Yet, he pointed out, the CEO on Feb.29 filed a certification required by law that the bank had adequate risk controls in place and that management's assessment of the firm determined there were no material weaknesses in its internal controls or financial reporting as of Dec. 31, 2011.
"I know you are entitled to rely on your subordinates in making that certification, but was that certification correct?," Miller asked Dimon.
"It was to my knowledge at the time," Dimon replied.

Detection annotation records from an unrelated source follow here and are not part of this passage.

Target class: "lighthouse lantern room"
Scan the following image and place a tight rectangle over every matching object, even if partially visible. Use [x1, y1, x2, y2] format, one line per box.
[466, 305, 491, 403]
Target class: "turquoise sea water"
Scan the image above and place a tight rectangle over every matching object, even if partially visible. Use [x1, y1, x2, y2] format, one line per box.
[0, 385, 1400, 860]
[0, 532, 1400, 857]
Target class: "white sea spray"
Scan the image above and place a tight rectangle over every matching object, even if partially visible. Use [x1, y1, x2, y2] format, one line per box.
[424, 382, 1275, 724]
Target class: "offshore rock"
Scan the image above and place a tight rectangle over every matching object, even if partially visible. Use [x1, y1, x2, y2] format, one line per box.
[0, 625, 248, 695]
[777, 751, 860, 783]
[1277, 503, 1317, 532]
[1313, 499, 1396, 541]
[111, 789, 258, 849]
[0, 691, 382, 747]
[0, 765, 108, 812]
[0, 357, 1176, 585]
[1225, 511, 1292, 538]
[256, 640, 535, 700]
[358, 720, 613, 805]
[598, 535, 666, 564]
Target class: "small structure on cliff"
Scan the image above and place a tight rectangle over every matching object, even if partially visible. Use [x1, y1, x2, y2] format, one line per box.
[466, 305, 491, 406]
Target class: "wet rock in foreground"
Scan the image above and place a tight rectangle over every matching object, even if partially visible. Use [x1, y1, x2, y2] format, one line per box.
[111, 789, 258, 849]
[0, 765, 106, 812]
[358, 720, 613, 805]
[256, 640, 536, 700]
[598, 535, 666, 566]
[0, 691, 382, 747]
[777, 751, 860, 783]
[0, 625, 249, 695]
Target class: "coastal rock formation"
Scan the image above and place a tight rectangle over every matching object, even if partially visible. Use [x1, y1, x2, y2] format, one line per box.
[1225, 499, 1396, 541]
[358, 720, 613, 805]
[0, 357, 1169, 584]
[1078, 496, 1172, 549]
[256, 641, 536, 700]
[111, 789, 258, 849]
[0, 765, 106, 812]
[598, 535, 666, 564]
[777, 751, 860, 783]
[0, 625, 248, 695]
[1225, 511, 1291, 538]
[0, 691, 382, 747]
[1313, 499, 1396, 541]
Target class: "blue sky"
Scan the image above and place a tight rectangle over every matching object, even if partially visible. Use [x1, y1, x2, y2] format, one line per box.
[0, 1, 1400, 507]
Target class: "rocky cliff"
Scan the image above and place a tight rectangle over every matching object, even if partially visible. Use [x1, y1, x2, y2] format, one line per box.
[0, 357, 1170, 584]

When pressed on whether he believed it was still true based on his information now, the CEO was a little more evasive. " We try to disclose what we are supposed to disclose," he said and later added " I believed at the time that the risk controls at CIO[Chief Investment Office] were properly being done."
Dimon faced plenty of questions on regulation of foreign subsidiaries, the Volcker rule and too big to fail and the CEO rattled off many of his favorite talking points. He even added a new zinger when asked whether the bank could conceivably lose $50 billion. "Not unless the moon strikes the earth," Dimon said.
But he steered clear of being sucked into the politics of budget cuts.
"I have enough problems" Dimon said, declining to comment on whether there should be staff cuts at the CFTC.
Shares of JPMorgan were up by 2.5% on Tuesday.
JPMorgan Chase shareholders will have to wait till July 13 to get the answer to the one question that really matters- the size of the trading loss. The bank has scheduled a two-hour conference call on the day it reports to shed more light on the second quarter and CIO unit.